The winner: 128MB minimizes NameNode memory while preserving enough parallelism for large analytical jobs.

Rule of thumb: Each block can be processed by one mapper. Too few blocks = too little parallelism.

CS 6500 — Big Data Analytics | Week 2

Replication

Default: 3 copies of every block on different DataNodes:

Block A → [DataNode 1, DataNode 4, DataNode 7]
Block B → [DataNode 2, DataNode 5, DataNode 8]
Block C → [DataNode 3, DataNode 6, DataNode 9]
  • Up to 2 DataNodes can fail simultaneously without data loss
  • Any surviving DataNode can serve read requests
  • Re-replication happens automatically when nodes fail

Storage cost: 3× raw storage, but commodity disks are cheap.

CS 6500 — Big Data Analytics | Week 2

Rack Awareness

The problem: If all 3 replicas land in the same rack, a power failure kills all copies.

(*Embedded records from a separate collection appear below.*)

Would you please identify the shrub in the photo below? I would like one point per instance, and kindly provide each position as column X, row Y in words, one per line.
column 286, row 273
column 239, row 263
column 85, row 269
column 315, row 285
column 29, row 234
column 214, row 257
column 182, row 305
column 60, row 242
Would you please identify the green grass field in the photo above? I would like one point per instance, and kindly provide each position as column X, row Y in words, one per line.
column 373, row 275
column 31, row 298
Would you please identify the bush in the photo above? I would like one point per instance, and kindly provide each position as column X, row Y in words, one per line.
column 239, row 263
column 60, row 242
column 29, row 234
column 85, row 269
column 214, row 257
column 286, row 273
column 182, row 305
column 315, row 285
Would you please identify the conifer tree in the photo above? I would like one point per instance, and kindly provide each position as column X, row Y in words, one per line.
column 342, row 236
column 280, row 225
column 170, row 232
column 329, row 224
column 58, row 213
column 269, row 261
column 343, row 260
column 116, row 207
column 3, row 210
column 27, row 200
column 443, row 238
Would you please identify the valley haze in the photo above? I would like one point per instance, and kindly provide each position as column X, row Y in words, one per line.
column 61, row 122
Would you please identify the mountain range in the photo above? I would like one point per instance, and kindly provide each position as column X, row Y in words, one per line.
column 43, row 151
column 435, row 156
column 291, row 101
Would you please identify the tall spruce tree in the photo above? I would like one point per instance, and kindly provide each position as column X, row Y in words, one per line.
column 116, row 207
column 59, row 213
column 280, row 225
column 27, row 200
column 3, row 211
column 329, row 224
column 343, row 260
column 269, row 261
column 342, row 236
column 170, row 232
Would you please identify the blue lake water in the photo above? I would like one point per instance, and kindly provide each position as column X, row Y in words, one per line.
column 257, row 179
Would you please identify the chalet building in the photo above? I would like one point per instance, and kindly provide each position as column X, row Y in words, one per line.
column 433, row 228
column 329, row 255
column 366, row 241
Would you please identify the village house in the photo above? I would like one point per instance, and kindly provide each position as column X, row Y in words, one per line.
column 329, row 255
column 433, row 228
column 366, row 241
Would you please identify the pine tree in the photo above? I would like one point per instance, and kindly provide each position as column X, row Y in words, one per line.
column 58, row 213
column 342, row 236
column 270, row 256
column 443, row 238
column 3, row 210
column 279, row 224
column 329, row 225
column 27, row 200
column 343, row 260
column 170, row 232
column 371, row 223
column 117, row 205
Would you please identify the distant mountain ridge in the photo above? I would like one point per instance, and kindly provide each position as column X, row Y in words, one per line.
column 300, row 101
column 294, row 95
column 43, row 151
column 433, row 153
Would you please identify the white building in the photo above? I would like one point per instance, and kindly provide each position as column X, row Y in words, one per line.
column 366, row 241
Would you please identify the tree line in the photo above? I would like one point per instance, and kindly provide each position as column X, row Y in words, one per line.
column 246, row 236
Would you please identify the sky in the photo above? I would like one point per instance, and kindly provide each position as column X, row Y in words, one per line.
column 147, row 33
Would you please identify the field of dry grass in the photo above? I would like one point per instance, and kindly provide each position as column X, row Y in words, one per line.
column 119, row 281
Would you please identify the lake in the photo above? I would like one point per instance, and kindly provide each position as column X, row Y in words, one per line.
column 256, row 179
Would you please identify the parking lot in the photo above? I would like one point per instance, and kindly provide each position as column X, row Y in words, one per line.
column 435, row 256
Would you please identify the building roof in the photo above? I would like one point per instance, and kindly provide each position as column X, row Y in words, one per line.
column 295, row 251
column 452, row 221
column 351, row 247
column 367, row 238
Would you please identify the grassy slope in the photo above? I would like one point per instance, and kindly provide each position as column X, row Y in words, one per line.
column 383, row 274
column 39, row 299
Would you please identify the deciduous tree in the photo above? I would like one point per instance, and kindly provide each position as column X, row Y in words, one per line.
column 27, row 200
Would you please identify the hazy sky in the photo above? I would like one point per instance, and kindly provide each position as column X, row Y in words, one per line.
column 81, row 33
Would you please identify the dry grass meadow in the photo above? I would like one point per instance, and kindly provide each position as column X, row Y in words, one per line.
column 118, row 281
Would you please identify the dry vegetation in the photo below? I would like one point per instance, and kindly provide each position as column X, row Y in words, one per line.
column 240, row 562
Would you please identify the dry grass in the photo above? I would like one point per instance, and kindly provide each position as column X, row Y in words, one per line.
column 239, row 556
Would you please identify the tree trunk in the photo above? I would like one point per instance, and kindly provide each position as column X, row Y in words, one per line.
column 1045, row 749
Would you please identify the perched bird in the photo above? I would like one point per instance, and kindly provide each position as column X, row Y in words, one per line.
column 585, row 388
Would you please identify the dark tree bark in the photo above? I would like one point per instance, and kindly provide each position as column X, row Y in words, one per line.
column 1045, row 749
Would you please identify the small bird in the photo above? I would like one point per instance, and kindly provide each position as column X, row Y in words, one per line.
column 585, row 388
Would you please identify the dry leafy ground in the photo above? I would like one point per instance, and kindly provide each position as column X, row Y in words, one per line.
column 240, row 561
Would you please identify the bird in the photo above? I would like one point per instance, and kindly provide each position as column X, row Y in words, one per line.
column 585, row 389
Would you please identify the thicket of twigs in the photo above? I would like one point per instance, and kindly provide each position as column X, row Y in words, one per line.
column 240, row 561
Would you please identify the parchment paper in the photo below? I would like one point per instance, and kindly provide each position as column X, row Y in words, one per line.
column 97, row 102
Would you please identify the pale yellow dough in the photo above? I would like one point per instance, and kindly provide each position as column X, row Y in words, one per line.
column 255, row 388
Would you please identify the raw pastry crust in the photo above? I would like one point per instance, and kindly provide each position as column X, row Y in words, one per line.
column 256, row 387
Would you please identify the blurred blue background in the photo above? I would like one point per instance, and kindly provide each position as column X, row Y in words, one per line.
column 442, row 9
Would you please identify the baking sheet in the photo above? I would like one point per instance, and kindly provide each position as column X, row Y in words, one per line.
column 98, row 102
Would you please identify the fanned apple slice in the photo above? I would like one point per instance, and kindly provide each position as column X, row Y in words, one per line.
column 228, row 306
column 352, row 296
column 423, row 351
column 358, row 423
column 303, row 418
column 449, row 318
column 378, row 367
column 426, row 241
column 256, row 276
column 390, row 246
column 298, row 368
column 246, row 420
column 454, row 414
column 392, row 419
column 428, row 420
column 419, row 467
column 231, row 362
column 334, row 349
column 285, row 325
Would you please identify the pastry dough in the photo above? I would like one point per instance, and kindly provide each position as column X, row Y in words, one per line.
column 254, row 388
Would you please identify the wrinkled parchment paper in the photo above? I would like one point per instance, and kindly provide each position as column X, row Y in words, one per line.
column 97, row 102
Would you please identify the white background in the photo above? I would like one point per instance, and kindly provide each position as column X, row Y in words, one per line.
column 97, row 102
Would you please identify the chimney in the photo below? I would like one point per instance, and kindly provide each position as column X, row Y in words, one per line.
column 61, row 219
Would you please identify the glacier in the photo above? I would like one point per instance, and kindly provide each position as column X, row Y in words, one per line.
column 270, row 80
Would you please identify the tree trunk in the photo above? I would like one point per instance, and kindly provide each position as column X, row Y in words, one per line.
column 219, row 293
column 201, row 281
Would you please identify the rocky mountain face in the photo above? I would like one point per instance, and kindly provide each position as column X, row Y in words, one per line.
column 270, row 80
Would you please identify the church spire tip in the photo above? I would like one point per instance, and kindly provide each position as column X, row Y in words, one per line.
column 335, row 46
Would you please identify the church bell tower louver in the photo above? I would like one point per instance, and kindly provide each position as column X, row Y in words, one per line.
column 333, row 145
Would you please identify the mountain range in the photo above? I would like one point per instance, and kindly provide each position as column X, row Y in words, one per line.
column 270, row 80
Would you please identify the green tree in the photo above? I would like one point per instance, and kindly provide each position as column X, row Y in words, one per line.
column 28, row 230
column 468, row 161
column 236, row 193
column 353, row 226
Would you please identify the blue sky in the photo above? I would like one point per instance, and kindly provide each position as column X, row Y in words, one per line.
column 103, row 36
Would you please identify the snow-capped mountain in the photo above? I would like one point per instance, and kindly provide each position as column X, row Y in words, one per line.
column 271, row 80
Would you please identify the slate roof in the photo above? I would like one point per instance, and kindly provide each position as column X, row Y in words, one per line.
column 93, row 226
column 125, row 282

HDFS rack-aware placement strategy (default):

Replica 1: Writer's node (or random node in writer's rack)
Replica 2: Different rack from replica 1
Replica 3: Same rack as replica 2, different node

Why this works:

  • Survives individual node failures (replicas on different nodes)
  • Survives entire rack failure (replicas on 2+ racks)
  • Keeps replica 2 and 3 on same rack to reduce cross-rack write traffic
CS 6500 — Big Data Analytics | Week 2

Read Operation

Client reads /data/logs/access.log:

  1. Client → NameNode: "I want to read /data/logs/access.log"
  2. NameNode → Client: "Here are the block IDs and their DataNode locations"
  3. Client → DataNode (nearest with Block 1): "Send me Block 1"
  4. DataNode → Client: streams block data
  5. Client → DataNode (nearest with Block 2): "Send me Block 2"
  6. ... (repeat for all blocks, potentially from different DataNodes)

Key insight: NameNode is consulted once for metadata, then the client talks directly to DataNodes. NameNode never becomes a data bottleneck.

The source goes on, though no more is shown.